Nedim'in, "Cum'a namazına deyu izin alub maderden/ Gidelim serv-i revanum yürü Sadabad'e" dizelerini, Sezai Karakoç'un, "Sinemaya gidiyorum diye izin al annenden/ Cuma namazına gidelim seninle" biçiminde olumsuzlaması, {cuma namazı›Sadabad} ilişkisinin oluşturduğu bağlamı, {sinema›cuma namazı} bağlamına dönüştürür. Nedim'de 'cuma namazı, bir 'bahane' ('pretext') iken, Karakoç'ta bir 'erek' ('telos') olur.; eğlence ise 'Sadabad'dan 'sinema'ya taşınarak Moderniteye gönderme yapılır. Nedim'in Osmanlı'sında cuma namazı'nın evden çıkmak için meşru bir gerekçe oluşu, Sezai Karakoç'un Türkiye'sinde bu kez sinema'ya gitmenin meşru bir gerekçe oluşuna dönüşür: Karakoç, böylece Modernitenin ya da sekülerleşmenin, dinselliğin ya da din'e ilişkin bir pratiğin, bir 'meşruluk gerekçesi' olmaktan çıkardığını vurgulamak ister.
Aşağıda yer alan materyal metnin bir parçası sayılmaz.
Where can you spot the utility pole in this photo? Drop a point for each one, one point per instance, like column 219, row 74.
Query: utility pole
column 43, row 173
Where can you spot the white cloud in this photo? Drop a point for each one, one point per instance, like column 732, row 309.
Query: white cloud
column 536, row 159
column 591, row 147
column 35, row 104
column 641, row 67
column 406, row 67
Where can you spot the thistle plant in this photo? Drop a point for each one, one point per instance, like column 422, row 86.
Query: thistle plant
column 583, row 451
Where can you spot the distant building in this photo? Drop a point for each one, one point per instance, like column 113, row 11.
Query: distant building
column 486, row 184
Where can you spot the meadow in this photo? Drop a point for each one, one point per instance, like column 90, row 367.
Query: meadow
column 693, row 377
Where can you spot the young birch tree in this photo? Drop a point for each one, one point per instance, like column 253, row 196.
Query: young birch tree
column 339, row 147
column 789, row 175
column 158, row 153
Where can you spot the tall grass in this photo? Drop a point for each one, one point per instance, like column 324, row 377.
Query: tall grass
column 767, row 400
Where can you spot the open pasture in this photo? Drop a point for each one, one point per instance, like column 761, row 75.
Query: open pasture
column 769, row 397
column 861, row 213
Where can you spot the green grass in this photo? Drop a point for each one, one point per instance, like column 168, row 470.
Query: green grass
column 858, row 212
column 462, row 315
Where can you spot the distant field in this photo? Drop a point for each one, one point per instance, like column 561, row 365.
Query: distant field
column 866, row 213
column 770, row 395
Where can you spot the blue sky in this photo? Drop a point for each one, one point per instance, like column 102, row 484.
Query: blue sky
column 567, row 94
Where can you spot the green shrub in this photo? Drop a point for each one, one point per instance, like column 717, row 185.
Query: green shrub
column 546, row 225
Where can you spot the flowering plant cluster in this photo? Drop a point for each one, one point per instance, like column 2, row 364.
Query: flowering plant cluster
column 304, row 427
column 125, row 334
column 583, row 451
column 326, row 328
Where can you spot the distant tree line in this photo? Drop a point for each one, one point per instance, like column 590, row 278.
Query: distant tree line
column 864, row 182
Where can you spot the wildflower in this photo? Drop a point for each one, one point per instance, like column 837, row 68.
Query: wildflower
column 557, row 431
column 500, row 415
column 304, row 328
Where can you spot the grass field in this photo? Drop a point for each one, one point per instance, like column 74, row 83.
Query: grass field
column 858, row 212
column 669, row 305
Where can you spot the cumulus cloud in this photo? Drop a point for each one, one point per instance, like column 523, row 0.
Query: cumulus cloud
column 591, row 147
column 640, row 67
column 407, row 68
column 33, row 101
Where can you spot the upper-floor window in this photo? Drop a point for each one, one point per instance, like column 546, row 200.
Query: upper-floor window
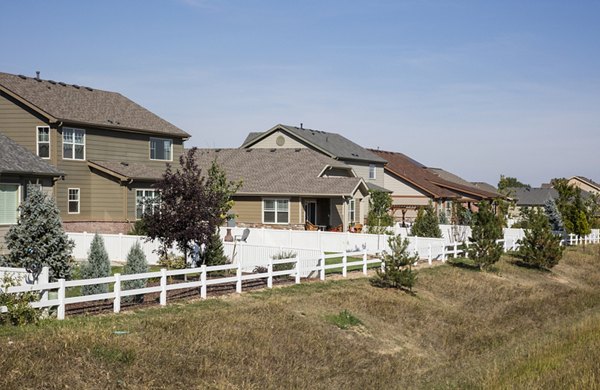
column 43, row 141
column 161, row 149
column 73, row 144
column 9, row 204
column 372, row 172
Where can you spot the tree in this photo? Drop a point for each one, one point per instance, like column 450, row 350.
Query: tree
column 38, row 239
column 97, row 266
column 507, row 182
column 427, row 223
column 554, row 217
column 379, row 217
column 136, row 264
column 540, row 248
column 397, row 272
column 484, row 250
column 191, row 206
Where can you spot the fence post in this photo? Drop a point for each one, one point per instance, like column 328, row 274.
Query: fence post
column 298, row 270
column 60, row 314
column 163, row 286
column 270, row 273
column 238, row 283
column 203, row 281
column 117, row 292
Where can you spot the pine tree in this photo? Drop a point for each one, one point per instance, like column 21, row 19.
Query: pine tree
column 136, row 264
column 540, row 248
column 426, row 223
column 553, row 215
column 397, row 272
column 484, row 250
column 97, row 266
column 38, row 239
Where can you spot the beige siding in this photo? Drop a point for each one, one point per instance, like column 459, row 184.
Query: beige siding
column 270, row 142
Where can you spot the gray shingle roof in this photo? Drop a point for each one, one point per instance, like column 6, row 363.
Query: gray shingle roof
column 334, row 144
column 279, row 172
column 15, row 159
column 78, row 104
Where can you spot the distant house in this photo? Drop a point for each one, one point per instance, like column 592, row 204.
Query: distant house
column 363, row 162
column 285, row 188
column 18, row 168
column 414, row 185
column 86, row 132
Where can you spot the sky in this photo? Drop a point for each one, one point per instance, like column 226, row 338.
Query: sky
column 479, row 88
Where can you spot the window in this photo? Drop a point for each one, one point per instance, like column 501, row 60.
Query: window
column 351, row 211
column 161, row 149
column 372, row 172
column 276, row 211
column 73, row 200
column 73, row 144
column 9, row 203
column 43, row 141
column 145, row 202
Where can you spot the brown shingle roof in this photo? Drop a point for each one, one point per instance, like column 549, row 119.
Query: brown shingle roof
column 77, row 104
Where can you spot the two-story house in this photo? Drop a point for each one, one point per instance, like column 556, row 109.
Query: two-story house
column 363, row 162
column 85, row 133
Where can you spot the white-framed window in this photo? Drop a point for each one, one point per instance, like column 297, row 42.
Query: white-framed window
column 351, row 211
column 161, row 149
column 43, row 141
column 9, row 203
column 372, row 172
column 276, row 211
column 145, row 202
column 74, row 196
column 73, row 144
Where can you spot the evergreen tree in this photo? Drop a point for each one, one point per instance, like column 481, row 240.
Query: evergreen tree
column 484, row 250
column 379, row 217
column 38, row 239
column 214, row 253
column 553, row 214
column 427, row 223
column 539, row 248
column 397, row 272
column 136, row 264
column 97, row 266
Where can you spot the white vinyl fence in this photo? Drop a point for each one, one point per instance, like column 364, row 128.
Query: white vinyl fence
column 201, row 274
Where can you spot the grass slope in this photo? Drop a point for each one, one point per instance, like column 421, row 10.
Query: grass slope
column 513, row 328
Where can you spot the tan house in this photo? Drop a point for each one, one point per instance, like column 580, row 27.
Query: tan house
column 83, row 132
column 18, row 168
column 363, row 162
column 414, row 185
column 286, row 188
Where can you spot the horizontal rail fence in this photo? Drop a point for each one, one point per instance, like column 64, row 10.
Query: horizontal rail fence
column 202, row 276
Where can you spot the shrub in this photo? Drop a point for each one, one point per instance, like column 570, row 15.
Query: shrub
column 486, row 229
column 97, row 266
column 397, row 272
column 426, row 223
column 18, row 310
column 540, row 248
column 136, row 264
column 38, row 239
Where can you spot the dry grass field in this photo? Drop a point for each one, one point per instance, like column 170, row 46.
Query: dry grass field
column 511, row 328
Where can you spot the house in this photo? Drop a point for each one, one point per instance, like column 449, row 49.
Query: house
column 363, row 162
column 18, row 168
column 285, row 188
column 414, row 185
column 84, row 132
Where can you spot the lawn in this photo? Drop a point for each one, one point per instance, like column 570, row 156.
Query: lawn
column 511, row 328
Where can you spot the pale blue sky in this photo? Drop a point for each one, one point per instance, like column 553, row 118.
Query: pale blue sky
column 479, row 88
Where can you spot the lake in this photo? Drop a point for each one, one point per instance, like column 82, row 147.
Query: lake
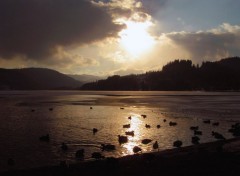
column 27, row 115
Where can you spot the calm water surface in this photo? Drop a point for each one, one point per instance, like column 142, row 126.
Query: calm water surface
column 72, row 120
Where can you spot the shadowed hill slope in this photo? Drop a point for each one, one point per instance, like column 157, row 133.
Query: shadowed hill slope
column 178, row 75
column 35, row 79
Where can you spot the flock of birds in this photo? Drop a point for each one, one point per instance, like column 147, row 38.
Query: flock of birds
column 235, row 130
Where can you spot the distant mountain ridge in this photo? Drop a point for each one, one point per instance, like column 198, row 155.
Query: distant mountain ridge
column 35, row 79
column 223, row 75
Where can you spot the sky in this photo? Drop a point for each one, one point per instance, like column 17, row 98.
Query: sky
column 107, row 37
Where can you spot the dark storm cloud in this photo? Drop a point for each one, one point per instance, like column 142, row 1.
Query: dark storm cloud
column 33, row 28
column 210, row 44
column 153, row 6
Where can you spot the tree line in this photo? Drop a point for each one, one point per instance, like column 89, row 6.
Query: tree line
column 178, row 75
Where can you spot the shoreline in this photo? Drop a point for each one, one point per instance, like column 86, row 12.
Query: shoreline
column 220, row 157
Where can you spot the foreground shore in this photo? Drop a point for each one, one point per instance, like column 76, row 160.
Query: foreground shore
column 214, row 158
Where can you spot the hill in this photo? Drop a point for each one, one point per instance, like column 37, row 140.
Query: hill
column 223, row 75
column 35, row 79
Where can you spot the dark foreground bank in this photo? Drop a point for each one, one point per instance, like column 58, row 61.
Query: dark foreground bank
column 215, row 158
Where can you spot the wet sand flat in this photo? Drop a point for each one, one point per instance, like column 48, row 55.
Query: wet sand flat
column 215, row 158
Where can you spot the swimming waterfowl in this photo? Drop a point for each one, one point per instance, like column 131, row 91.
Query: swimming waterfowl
column 194, row 128
column 155, row 145
column 127, row 126
column 218, row 135
column 172, row 123
column 196, row 132
column 97, row 155
column 108, row 147
column 122, row 139
column 195, row 140
column 80, row 154
column 215, row 124
column 147, row 126
column 95, row 130
column 207, row 121
column 129, row 133
column 44, row 138
column 64, row 147
column 177, row 143
column 136, row 149
column 146, row 141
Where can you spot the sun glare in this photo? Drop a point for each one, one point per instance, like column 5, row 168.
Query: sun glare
column 135, row 38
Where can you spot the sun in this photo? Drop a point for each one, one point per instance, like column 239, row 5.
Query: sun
column 135, row 39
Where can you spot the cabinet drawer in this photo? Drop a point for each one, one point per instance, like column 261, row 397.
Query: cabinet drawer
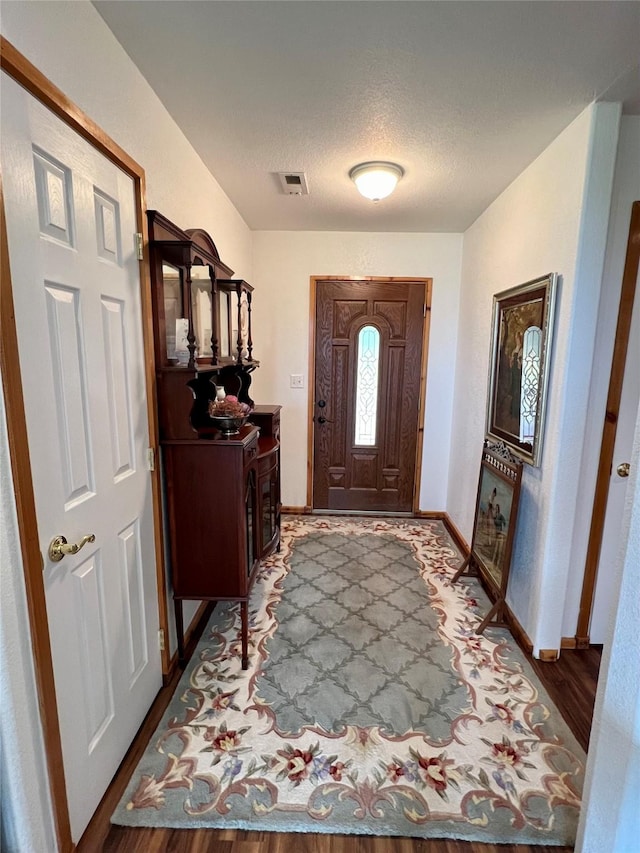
column 250, row 452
Bununla birlikte Karakoç'un şiirine, örneğin Necip Fazıl'ın 1934 sonrası şiirlerini dönemselleştirmede kullanılan ölçütlerle bakmak doğru olmaz. Sezai Karakoç'un şiirinde, Necip Fazıl'da görülen o radikal 'şiirsel kopma' ('coupuıre poetique') görülmez; -daha başından, dinselliği örtük bir biçimde ve uzak çağrışımlarla barındıran bir şiirdir Sezai Karakoç'un şiiri. Giderek örtük ya da kapalı-olan'ın daha sonra açık bir söylemle yer değiştirmesi, Karakoç'un şiirinin dönüşümünün kopma'larla gerçekleşmediğini gösterir.
Sezai Karakoç'un şiiri, bana göre elbet, bu çözümlemelerin ötesinde konumlandırılması gereken bir lirizmi barındırır. Necip Fazıl şiirinin, 1934'teki 'şiirsel kopma'sı, lirik-olan'dan retorik-olan'a doğru bir söylemselleşmeyi içerir. Karakoç'ta ise, kapalı-olan'dan açık-olan'a doğru dönüşüm, lirizmden, başat bir söylem olarak ödün vermeyen bir dönüşümdür.